Conformational Transitions in ATP-Driven Calcium Pump SERCA

Abstract

Sarco/endoplasmic reticulum Ca2+-ATPase (SERCA) is an integral membrane protein that uses ATP hydrolysis as a source of free energy to pump two calcium ions per ATP molecule from calcium poor cytoplasm of the muscle cell to the calcium rich lumen of the sarcoplasmic reticulum, thereby maintaining a ten thousand fold concentration gradient. Detailed structural studies of the pump under different conditions provided analogues of various intermediates in the reaction cycle and revealed important changes in the tertiary structure of the protein both in the cytoplasmic and in the transmembrane parts.
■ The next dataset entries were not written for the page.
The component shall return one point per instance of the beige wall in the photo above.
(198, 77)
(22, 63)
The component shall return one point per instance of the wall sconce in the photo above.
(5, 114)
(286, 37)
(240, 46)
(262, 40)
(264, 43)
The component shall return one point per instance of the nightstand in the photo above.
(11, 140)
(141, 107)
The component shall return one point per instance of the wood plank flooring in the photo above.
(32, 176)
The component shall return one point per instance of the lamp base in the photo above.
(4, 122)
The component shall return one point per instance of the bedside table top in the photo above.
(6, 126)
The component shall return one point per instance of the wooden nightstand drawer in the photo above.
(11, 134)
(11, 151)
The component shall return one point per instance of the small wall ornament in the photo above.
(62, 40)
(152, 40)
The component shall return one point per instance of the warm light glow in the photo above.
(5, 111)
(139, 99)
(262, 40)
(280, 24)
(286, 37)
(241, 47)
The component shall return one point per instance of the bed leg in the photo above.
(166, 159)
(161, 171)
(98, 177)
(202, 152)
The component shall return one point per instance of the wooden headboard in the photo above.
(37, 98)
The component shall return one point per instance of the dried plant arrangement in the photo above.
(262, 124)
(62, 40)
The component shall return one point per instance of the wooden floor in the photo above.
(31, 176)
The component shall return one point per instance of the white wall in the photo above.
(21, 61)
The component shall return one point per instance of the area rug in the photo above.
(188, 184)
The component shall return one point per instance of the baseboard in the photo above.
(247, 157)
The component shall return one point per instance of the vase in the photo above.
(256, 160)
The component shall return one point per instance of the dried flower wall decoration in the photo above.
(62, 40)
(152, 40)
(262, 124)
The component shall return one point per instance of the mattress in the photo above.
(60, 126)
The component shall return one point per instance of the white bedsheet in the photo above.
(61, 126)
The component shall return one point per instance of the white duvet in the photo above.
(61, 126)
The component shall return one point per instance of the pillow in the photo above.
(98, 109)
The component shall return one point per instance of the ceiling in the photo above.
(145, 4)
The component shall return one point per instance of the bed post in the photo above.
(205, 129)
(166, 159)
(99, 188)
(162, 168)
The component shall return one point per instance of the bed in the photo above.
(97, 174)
Two major outstanding issues are the pathways of the ions to and from the transmembrane binding sites and a detailed understanding of the large scale conformational changes among various functionally relevant states. We have applied all-atom molecular dynamics (MD) and string method with swarms-of-trajectories to study transition pathways among various experimental structures. The size of the system (291,000) and the time-scale involved in the large scale motions prohibit the use of brute-force unbiased simulations to obtain statistically meaningful information. To circumvent this challenge, the string method with swarms-of-trajectories is used to discover the optimal minimum free energy path between the two end-states. The path, which is represented as a chain of states or images in the space of relevant collective variables, is optimized by iterating two steps: moving each image along the drift calculated from an ensemble (swarm) of short unbiased MD trajectories initiated from the image and a reparametrization procedure that keeps all the images equidistant. We hope to understand the molecular details of the complex motions involved in the conformational transitions by studying the pathways produced by the string method and correlating these observations to available structural and biochemical experiments.